My first question to everyone is how important is backward
compatibility in a 1.x release? That is, API compatibility and
semantic compatibility (changing how a function behaves slightly, for
example).

Clearly maintenance releases (1.x.y) should remain compatible in both
areas (unless the semantic changes are actually bug fixes, like what
happened to our date operations).

Further, what changes or features would you like to see in the next
minor or possibly next major release?

For example, we are thinking of adding Fields.REPLACE. This would
allow field replacement to be inlined directly by a Pipe, vs the
traditional field 'drifting' through renaming.

Please feel free to reply to the list, or directly to me.

cheers,
chris

--
Chris K Wensel
ch...@wensel.net
http://www.cascading.org/
http://www.scaleunlimited.com/

mlimotte

unread,
May 6, 2009, 11:28:53 AM5/6/09
to cascading-user
Hey Chris. Thanks for all your work on this platform and your
dedication to supporting users on this list.

Fields.REPLACE would definitely be a welcome addition.

As far as backward compatibility, in general, I think it's important
to maintain it. However, being that you're still in the early 1.x
releases, you can probably get away with a few deviations at this
point. In my case, our code base is not so large that making the
changes would be overwhelming. I'm sure that will change as the
platform matures and our use of it extends. One thing that I didn't
find (hopefully I didn't just miss it), while upgrading from 0.8.2 to
1.0.10 was an upgrade guide. It would be helpful if there were some
migration notes that spell out the differences in the interface one by
one. I had to discover that through trial and error.

Additional feature requests:

* How about a writeDOT() method on Cascade. With only a writeDOT() on
flows, I don't have an automatic way to visualize a graph of flows
that make up a cascade. Each flow would be connected to other flows
by virtue of shared taps for it's sources and sinks.
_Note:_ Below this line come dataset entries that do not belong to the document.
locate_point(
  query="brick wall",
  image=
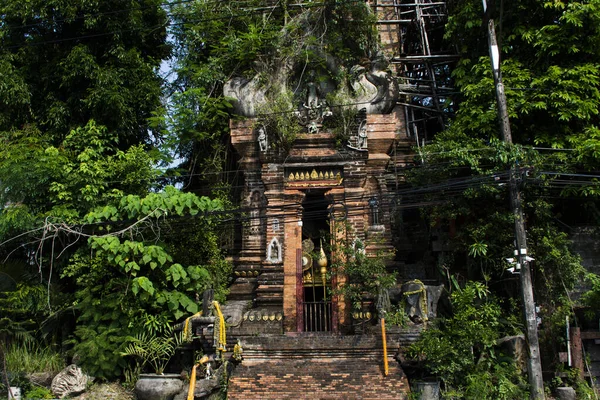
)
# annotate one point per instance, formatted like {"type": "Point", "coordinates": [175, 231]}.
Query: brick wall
{"type": "Point", "coordinates": [317, 366]}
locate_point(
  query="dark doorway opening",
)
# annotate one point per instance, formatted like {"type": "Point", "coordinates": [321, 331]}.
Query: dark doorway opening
{"type": "Point", "coordinates": [316, 306]}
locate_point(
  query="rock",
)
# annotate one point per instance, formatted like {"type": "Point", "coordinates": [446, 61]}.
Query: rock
{"type": "Point", "coordinates": [247, 95]}
{"type": "Point", "coordinates": [106, 391]}
{"type": "Point", "coordinates": [158, 387]}
{"type": "Point", "coordinates": [566, 393]}
{"type": "Point", "coordinates": [69, 381]}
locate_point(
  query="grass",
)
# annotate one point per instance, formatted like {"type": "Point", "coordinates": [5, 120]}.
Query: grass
{"type": "Point", "coordinates": [30, 357]}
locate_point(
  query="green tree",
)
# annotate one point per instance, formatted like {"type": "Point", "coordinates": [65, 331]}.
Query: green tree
{"type": "Point", "coordinates": [65, 62]}
{"type": "Point", "coordinates": [550, 70]}
{"type": "Point", "coordinates": [461, 350]}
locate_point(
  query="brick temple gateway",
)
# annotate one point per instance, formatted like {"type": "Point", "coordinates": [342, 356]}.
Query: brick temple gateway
{"type": "Point", "coordinates": [300, 340]}
{"type": "Point", "coordinates": [299, 200]}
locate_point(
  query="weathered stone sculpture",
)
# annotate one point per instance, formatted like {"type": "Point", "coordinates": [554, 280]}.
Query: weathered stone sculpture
{"type": "Point", "coordinates": [247, 95]}
{"type": "Point", "coordinates": [70, 380]}
{"type": "Point", "coordinates": [262, 139]}
{"type": "Point", "coordinates": [375, 87]}
{"type": "Point", "coordinates": [415, 295]}
{"type": "Point", "coordinates": [433, 297]}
* FlowConnector constructor accepts properties which, as far as I can
tell, overwrite the properties in JobConf. In some cases a merge
might be better. The particular case I'm thinking of is
"mapred.child.java.opts". I have a value set in hadoop-site.xml, but
I would like to add something to it for a particular flow. If I pass
the property in the FlowConnector constructor, it overrides the values
set in hadoop-site.xml.

* DateFormatter - how about an option to specify the incoming
timestamp is expressed in seconds, rather than milliseconds. I'm
processing a log file that only has second granularity, so I have to
include an extra step to use an ExpressionFunction to multiple the
value by 1000 first.

* Not sure if this is a limitation of Hadoop, but some way to keep
field name information in the sequence file. This way when we use a
tap derived from a sequence file we can immediately start referring to
fields by name.

Marc
Feeva Technology, Inc.

Esé

unread,
May 6, 2009, 3:21:32 PM5/6/09
to cascading-user


On May 6, 8:28 am, mlimotte <mslimo...@gmail.com> wrote:
> Hey Chris.  Thanks for all your work on this platform and your
> dedication to supporting users on this list.

Seconded. Many thanks!

>
> Fields.REPLACE would definitely be a welcome addition.

Agreed! And I agree with the other points as well.

In addition, cascading looks like it would be a great fit for Amazon
EMR and is sure to attract many users new to both. With that in mind,
I would love a new EMR specific example for cascading - particularly
one that clarifies some of the points made in the adjoining "Using
Taps In HDFS" thread.

Cheers!

E.

Chris K Wensel

unread,
May 6, 2009, 6:08:25 PM5/6/09
to cascadi...@googlegroups.com
>
> Hey Chris. Thanks for all your work on this platform and your
> dedication to supporting users on this list.
>

my pleasure!

all these suggestions are great. let me see what I can do with them..

ckw

Chris K Wensel

unread,
May 6, 2009, 6:14:40 PM5/6/09
to cascadi...@googlegroups.com
> In addition, cascading looks like it would be a great fit for Amazon
> EMR and is sure to attract many users new to both. With that in mind,
> I would love a new EMR specific example for cascading - particularly
> one that clarifies some of the points made in the adjoining "Using
> Taps In HDFS" thread.


Keep your eyes open. Just might have something Real Soon Now.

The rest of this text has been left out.